DonkeyHohtay · 28/06/2019 08:37

I think the English rules on bags are a bit of a fudge, tbh. Only plastic bags, only from shops with more than X number of employees... it's a bit half and half. At least in Scotland it's very clear, if you want a bag you pay.

CuriousaboutSamphire · 28/06/2019 08:38

Maybe we ought to write it up and send it in , as a formal presentation Grin

ShatnersWig · 28/06/2019 08:38

Curious Yes, but then a lot of people don't like Children in Need, so whatever way you go some people won't be happy. It just seems to me that, as a Chemist (I know they sell other stuff but...) it would make business sense to align with a medical charity. If choosing one local to each store is too time consuming, maybe change the national medical charity that benefits annually.

TeamUnicorn · 28/06/2019 08:40

Order online?

I have no idea why people think that this is a better idea.

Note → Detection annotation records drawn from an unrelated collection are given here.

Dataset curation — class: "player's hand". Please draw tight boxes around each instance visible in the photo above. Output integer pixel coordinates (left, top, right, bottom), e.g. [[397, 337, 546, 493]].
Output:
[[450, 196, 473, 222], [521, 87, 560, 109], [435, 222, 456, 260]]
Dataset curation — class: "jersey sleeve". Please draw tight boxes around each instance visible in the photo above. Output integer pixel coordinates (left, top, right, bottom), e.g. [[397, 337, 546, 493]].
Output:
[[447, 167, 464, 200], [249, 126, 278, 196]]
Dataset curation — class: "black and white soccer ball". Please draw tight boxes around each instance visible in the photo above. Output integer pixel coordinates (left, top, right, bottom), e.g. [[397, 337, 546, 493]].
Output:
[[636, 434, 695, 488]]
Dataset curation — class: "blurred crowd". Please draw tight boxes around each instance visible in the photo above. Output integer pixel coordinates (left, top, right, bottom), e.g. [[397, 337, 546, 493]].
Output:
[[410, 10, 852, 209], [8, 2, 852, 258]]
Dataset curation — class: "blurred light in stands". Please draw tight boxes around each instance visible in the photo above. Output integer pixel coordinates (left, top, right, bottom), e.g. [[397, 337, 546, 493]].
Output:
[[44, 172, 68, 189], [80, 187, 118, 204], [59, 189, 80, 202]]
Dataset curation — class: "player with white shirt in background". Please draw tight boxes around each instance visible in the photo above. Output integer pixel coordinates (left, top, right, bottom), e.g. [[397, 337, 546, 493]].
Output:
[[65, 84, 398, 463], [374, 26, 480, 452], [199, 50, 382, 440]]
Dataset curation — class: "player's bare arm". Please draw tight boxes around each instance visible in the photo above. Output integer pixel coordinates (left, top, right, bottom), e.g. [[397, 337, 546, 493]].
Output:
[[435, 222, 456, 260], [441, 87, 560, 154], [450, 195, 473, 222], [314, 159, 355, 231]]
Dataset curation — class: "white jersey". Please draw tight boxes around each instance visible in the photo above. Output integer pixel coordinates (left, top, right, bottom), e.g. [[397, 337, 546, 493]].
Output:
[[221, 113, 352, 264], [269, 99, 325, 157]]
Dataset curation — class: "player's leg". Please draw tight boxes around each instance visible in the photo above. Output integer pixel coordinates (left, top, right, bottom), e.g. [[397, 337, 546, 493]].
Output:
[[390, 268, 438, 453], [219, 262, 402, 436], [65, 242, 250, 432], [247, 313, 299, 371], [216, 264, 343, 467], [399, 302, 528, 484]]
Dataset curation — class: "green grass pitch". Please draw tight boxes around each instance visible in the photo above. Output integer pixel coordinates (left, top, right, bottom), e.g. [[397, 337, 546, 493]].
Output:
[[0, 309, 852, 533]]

I did an order from Superdrug, I now have a box, 2 bits of bubble wrap, and some paper packing.

DonkeyHohtay · 28/06/2019 08:42

What about the very small paper bags they put your prescription in? I got an inhaler prescription this week from Boots and they package all items in little paper bags. And don't charge for them, unlike all other bags in Scotland.

Pinkfinkle · 28/06/2019 08:44

Primark have never charged for theirs and come to think of it, plenty of stores use paper bags and don’t charge.

Morrisons charge for their paper bags too and I think it’s majorly cheeky. I’d never use one, they’re terrible.

EskewedBeef · 28/06/2019 08:44

I think the paper prescription bag is used like an envelope for organisation (keep I've person's items together, less chance of items going missing) and privacy. It's probably a requirement to keep people's medication out of view.

Pinkfinkle · 28/06/2019 08:45

I did an order from Superdrug, I now have a box, 2 bits of bubble wrap, and some paper packing.

Boots do the same when you order something click and collect. I ordered a bubble bath and babygrow click and collect once. She brought out a ginormous box filled with bubble wrap Confused. Not the first time it happened either.

80sMum · 28/06/2019 08:51

When I was a kid you paid for bags. We used to put shopping in the piles of cardboard boxes left at the end of the check outs

Yes, I remember that too. Shops used to charge sixpence for a carrier bag (45p in today's money, allowing for inflation). Everyone used to own shopping bags and would never go shopping without them.

My mum had a shopping trolley - a box-shaped bag on a wheeled frame - which saved her arms and back from the strain of lugging bags of shopping the half-mile back to our house.

When we went at weekends and dad could drive us there (mum didn't drive) we did a "big shop" and packed it into cardboard boxes to carry it to the car. As pointed out in the quote above, supermarkets recycled packing boxes by making them available for customers to use.